Het echte probleem van art. 23 zit ‘m in feit dat de Regering zijn hand volstrekt heeft overspeeld met zijn verantwoordelijkheid voor de aanhoudende zorg. Hij heeft die verantwoordelijkheid zelfs misbruikt door te stimuleren dat grote instellingen en schoolbesturen ontstaan, door scholen steeds meer als concurrerende bedrijven te zien en door ‘afstandelijk bestuur’ in de hand te werken. Aldus heeft de Regering bevorderd dat onderwijsbeleid een exclusieve aangelegenheid is van een kongsi van grote schoolbesturen, sectororganisaties, adviescolleges, agentschappen en organisatiebureaus die aan leraren voorschrijven wat ze moeten doen, maar hen in feite hun vak en hun beroepstrots afpakken. Er is een afrekencultuur gecreëerd waardoor de burn-out onder leraren groot en het onderwijs een onaantrekkelijke werkgever geworden is. Zie daarvoor een essay van Waslander en Hooge[1]. Zelfs de vakbonden hebben zich daarin mee laten zuigen, maar daar komen ze op terug dankzij de wilde acties van een Gideonsbende van moedige leraren.
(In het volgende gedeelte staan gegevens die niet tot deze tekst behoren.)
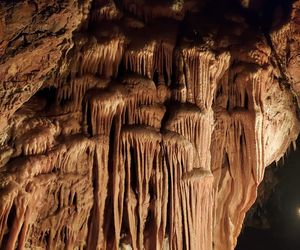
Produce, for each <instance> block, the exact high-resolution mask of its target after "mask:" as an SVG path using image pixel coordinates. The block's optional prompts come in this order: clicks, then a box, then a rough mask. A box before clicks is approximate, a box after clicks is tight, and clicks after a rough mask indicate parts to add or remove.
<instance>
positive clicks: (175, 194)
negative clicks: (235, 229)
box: [163, 132, 195, 249]
mask: <svg viewBox="0 0 300 250" xmlns="http://www.w3.org/2000/svg"><path fill="white" fill-rule="evenodd" d="M163 150H164V153H165V164H166V166H167V168H168V171H169V176H170V184H169V185H170V187H171V188H170V194H169V196H170V198H169V201H170V205H169V206H170V210H169V220H170V222H169V223H170V224H169V239H170V248H171V249H183V248H184V240H183V237H184V236H183V235H185V234H184V232H183V228H182V222H183V217H184V213H185V211H184V210H183V208H182V205H181V200H182V194H181V191H180V182H181V179H182V177H183V174H184V173H186V172H188V171H191V170H192V169H193V167H194V154H193V152H194V151H195V149H194V147H193V145H192V144H191V143H190V142H189V141H187V140H186V139H184V138H183V137H182V136H180V135H178V134H177V133H172V132H169V133H167V134H164V135H163ZM183 162H184V164H183ZM185 236H186V235H185Z"/></svg>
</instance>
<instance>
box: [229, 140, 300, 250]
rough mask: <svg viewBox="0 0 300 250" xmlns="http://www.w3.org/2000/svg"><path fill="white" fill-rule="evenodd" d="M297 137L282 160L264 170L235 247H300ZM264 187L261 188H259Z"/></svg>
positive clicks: (279, 247)
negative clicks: (257, 192) (255, 197)
mask: <svg viewBox="0 0 300 250" xmlns="http://www.w3.org/2000/svg"><path fill="white" fill-rule="evenodd" d="M299 163H300V139H299V138H298V140H297V149H296V150H295V151H293V150H291V152H290V153H289V154H288V156H287V157H286V159H285V162H284V163H282V164H280V166H278V167H276V166H275V164H274V166H273V165H272V166H270V167H268V168H267V169H266V173H265V179H264V181H263V183H262V184H261V186H260V192H259V196H258V199H257V201H256V203H255V204H254V205H253V207H252V208H251V210H250V211H249V212H248V213H247V215H246V219H245V225H244V229H243V230H242V232H241V234H240V236H239V238H238V244H237V247H236V248H235V249H236V250H250V249H251V250H253V249H256V250H269V249H270V250H298V249H300V238H299V232H300V213H299V209H300V181H299V177H300V168H299ZM261 189H263V190H261Z"/></svg>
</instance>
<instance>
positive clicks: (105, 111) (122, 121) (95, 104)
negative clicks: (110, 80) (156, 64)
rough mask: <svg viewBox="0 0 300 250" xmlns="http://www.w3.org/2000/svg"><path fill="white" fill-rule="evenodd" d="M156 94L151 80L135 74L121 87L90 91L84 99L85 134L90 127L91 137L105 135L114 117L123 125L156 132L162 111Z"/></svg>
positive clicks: (112, 124)
mask: <svg viewBox="0 0 300 250" xmlns="http://www.w3.org/2000/svg"><path fill="white" fill-rule="evenodd" d="M157 91H158V90H157V88H156V86H155V84H154V82H153V81H152V80H150V79H147V78H144V77H141V76H137V75H132V76H128V77H125V78H124V79H123V82H122V84H116V85H114V86H112V87H111V88H108V89H93V90H92V91H90V92H89V93H88V94H87V95H86V98H85V99H86V101H85V110H84V113H85V122H84V124H85V132H89V131H88V127H89V126H90V127H91V132H92V134H93V135H96V134H102V135H106V136H109V134H110V131H111V127H112V126H114V124H113V120H114V118H115V117H116V116H120V117H121V118H122V123H123V124H141V125H148V126H151V127H154V128H157V129H159V128H160V126H161V120H162V119H163V116H164V114H165V111H166V109H165V107H164V106H163V105H162V103H160V101H159V98H158V93H157ZM89 117H91V118H89Z"/></svg>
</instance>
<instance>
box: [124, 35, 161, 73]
mask: <svg viewBox="0 0 300 250" xmlns="http://www.w3.org/2000/svg"><path fill="white" fill-rule="evenodd" d="M136 46H137V47H136ZM136 46H134V45H133V44H131V45H130V46H129V47H128V48H127V50H126V51H125V54H124V62H125V68H126V69H127V70H129V71H133V72H135V73H138V74H141V75H144V76H147V77H148V78H152V77H153V73H154V55H155V50H156V46H157V42H156V41H150V42H149V43H146V44H144V47H142V48H140V46H141V45H140V44H137V45H136Z"/></svg>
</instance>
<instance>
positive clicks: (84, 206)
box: [0, 138, 95, 249]
mask: <svg viewBox="0 0 300 250" xmlns="http://www.w3.org/2000/svg"><path fill="white" fill-rule="evenodd" d="M94 149H95V144H94V143H93V142H92V141H90V140H88V139H83V138H77V139H73V140H72V141H70V142H69V143H68V144H62V145H59V146H58V147H56V148H55V149H53V150H52V151H50V152H49V153H48V154H47V155H36V156H32V157H31V158H28V159H26V160H25V161H23V162H22V163H21V164H19V165H18V169H14V168H11V166H9V165H7V166H5V167H6V168H7V170H6V174H5V175H4V176H3V181H4V182H3V183H2V185H1V190H0V192H1V206H0V221H1V225H2V226H1V232H0V245H2V246H5V247H6V249H15V248H19V249H22V248H24V247H25V246H28V245H27V244H28V243H29V242H30V247H37V248H47V247H48V248H51V249H59V248H67V249H73V248H75V247H77V248H83V247H84V246H85V239H86V237H87V233H88V227H87V226H88V218H89V215H90V210H91V208H92V205H93V193H92V192H93V189H92V173H91V171H92V166H93V159H94V157H93V154H94ZM74 154H76V155H77V158H76V159H75V158H74V157H71V156H72V155H74ZM83 162H84V163H85V165H84V166H87V168H84V167H83V165H82V163H83ZM16 170H17V171H16ZM66 179H67V180H68V181H67V182H66ZM17 181H18V184H16V183H17ZM49 204H52V206H51V207H50V208H49ZM9 220H10V221H9ZM69 222H72V223H69ZM8 223H10V224H11V225H10V226H8Z"/></svg>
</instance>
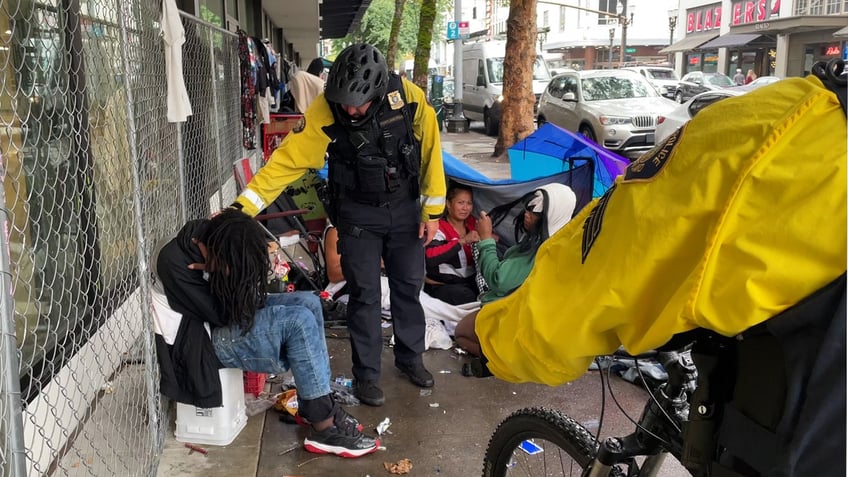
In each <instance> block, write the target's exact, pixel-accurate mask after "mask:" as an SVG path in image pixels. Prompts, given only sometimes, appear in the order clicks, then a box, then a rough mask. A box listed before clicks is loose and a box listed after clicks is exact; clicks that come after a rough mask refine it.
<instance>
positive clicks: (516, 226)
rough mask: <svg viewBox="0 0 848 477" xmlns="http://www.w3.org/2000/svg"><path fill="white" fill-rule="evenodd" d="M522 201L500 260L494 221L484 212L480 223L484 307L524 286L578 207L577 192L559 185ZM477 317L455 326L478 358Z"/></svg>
mask: <svg viewBox="0 0 848 477" xmlns="http://www.w3.org/2000/svg"><path fill="white" fill-rule="evenodd" d="M522 199H523V200H522V203H523V204H524V213H523V214H520V215H518V216H517V217H516V219H515V239H516V244H515V245H513V246H512V247H510V248H508V249H507V250H506V252H505V253H504V256H503V258H499V257H498V253H497V248H496V244H495V240H494V238H493V237H494V235H493V233H492V228H493V225H492V221H493V219H492V218H491V217H489V216H488V215H487V214H486V213H485V212H481V213H480V219H479V220H478V221H477V233H478V234H479V235H480V242H479V243H478V244H477V248H478V252H479V256H478V260H477V269H478V270H479V273H480V275H481V276H482V277H483V278H484V279H485V281H486V284H487V286H488V287H489V290H488V291H486V292H485V293H484V294H483V295H482V297H481V299H480V301H481V302H482V304H483V305H484V306H485V305H486V303H490V302H492V301H495V300H497V299H499V298H503V297H505V296H506V295H508V294H510V293H512V291H513V290H515V289H516V288H518V287H519V286H521V284H522V283H524V280H525V279H526V278H527V276H528V275H530V270H531V269H532V268H533V263H534V261H535V258H536V251H537V250H538V249H539V246H540V245H541V244H542V242H544V241H545V240H546V239H547V238H548V237H550V236H552V235H554V234H555V233H556V232H557V231H559V229H561V228H562V227H563V226H564V225H565V224H567V223H568V222H569V221H570V220H571V216H572V214H573V213H574V208H575V206H576V204H577V197H576V196H575V195H574V191H572V190H571V188H569V187H568V186H566V185H563V184H559V183H554V184H547V185H544V186H542V187H540V188H538V189H536V190H534V191H533V192H531V193H530V194H528V195H527V196H525V197H523V198H522ZM506 212H508V210H502V209H500V208H498V209H495V210H494V211H492V215H493V216H495V217H494V221H495V222H499V221H500V220H503V217H504V215H505V214H506ZM476 318H477V312H474V313H471V314H469V315H468V316H466V317H465V318H463V319H462V321H460V322H459V324H458V325H457V326H456V333H455V335H456V336H455V337H456V342H457V344H458V345H459V346H460V347H461V348H463V349H464V350H466V351H468V352H469V353H470V354H473V355H475V356H479V355H480V341H479V340H478V338H477V334H476V333H475V332H474V321H475V319H476Z"/></svg>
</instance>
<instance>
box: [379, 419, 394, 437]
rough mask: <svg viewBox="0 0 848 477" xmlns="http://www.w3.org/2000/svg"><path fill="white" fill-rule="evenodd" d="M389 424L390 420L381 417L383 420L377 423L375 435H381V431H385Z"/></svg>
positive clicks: (383, 432)
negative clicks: (381, 421)
mask: <svg viewBox="0 0 848 477" xmlns="http://www.w3.org/2000/svg"><path fill="white" fill-rule="evenodd" d="M391 425H392V421H390V420H389V418H388V417H387V418H385V419H383V422H381V423H379V424H377V435H378V436H382V435H383V433H384V432H386V429H388V428H389V426H391Z"/></svg>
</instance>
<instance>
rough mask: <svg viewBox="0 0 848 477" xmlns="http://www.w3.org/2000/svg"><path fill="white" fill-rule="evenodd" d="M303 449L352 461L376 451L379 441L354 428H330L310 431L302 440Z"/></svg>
mask: <svg viewBox="0 0 848 477" xmlns="http://www.w3.org/2000/svg"><path fill="white" fill-rule="evenodd" d="M303 447H304V448H305V449H306V450H307V451H309V452H312V453H315V454H335V455H337V456H340V457H346V458H349V459H353V458H356V457H362V456H364V455H367V454H370V453H372V452H374V451H376V450H377V449H378V448H379V447H380V440H379V439H374V438H372V437H368V436H366V435H365V434H363V433H361V432H359V431H357V430H356V429H355V428H347V429H340V428H338V427H336V426H331V427H328V428H327V429H324V430H323V431H316V430H315V429H312V430H311V431H310V432H309V436H308V437H307V438H306V439H304V440H303Z"/></svg>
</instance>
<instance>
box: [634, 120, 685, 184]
mask: <svg viewBox="0 0 848 477" xmlns="http://www.w3.org/2000/svg"><path fill="white" fill-rule="evenodd" d="M685 127H686V126H684V128H685ZM682 130H683V128H681V129H678V130H677V131H674V132H673V133H672V134H671V136H669V137H668V139H666V140H665V142H663V143H662V144H659V145H657V146H655V147H654V148H653V149H651V150H650V151H648V152H646V153H645V154H642V156H641V157H639V159H636V160H635V161H633V162H631V163H630V165H629V166H627V169H626V170H625V171H624V182H636V181H648V180H651V179H653V177H654V176H656V175H657V174H658V173H659V172H660V171H661V170H662V168H663V167H664V166H665V164H666V162H668V158H669V157H670V156H671V151H673V150H674V146H676V145H677V140H678V139H680V132H681V131H682Z"/></svg>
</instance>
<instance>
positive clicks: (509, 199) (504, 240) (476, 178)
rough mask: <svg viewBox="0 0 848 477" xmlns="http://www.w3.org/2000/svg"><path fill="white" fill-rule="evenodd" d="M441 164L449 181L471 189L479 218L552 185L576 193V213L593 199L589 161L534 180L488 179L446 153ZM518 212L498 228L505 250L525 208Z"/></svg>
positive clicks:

3. De burger betaalt het gelag
Opvallend is dat in het bovengenoemd essay ouders helemaal niet voorkomen, laat staan burgers die om andere redenen dan ouderschap belang hebben bij goed onderwijs. Dus ook in de onderwijssociologie en de bestuurskunde is de burger kennelijk compleet buiten beeld geraakt, wat vanuit wetenschappelijk oogpunt laakbaar is. Echter, bij de totstandkoming van artikel 23 in 1917 was de bestuurlijke verantwoordelijkheid van burgers, al dan niet met schoolgaande kinderen, een gegeven; het aantal bijzondere scholen was veel groter dan het aantal openbare. Schoolbestuur zat ook veel dichter op de dagelijkse praktijk zodat sprake was van een grotere praktijksensitiviteit. Op de openbare scholen was de sturing ook veel nabijer: de gemeenten waren kleiner en de gemeenteraden hadden daardoor een grotere rechtstreekse betrokkenheid. Naar schatting waren in de 70er jaren van de vorige eeuw zeker 50.000 burgers bestuurlijk verantwoordelijk in zo’n 5000 stichtingen, verenigingen, en andere rechtspersonen zoals congregaties[2]. Het openbaar onderwijs viel onder ca. 850 gemeenten[3]. Die betrokkenheid is door de bestuurlijke schaalvergrotingen en gemeentelijke herindelingen tot ca. 10% gereduceerd, zowel kwantitatief als kwalitatief. Want de huidige besturen opereren afstandelijk en de Raden van Toezicht worden doorgaans bevolkt door klonen van zulke bestuurders. Het openbaar onderwijs is ondergebracht bij stichtingen waarop de gemeenteraad hooguit nog een indirecte invloed heeft (vgl. BOOR in Rotterdam). Daarmee is het openbaar onderwijs qua rechtsvorm bijzonder geworden. Nu zijn de Raden van Toezicht er mijns inziens voor om de samenleving om de scholen heen (waaronder vooral de ouders) het vertrouwen te geven dat de schoolbesturen met de publieke middelen de goede dingen doen. Die samenleving heeft echter geen enkel instrument om dat te kunnen controleren en zo nodig in te grijpen. Een beursgenoteerd bedrijf is dan nog democratischer; die heeft tenminste nog een jaarlijks aandeelhoudersvergadering.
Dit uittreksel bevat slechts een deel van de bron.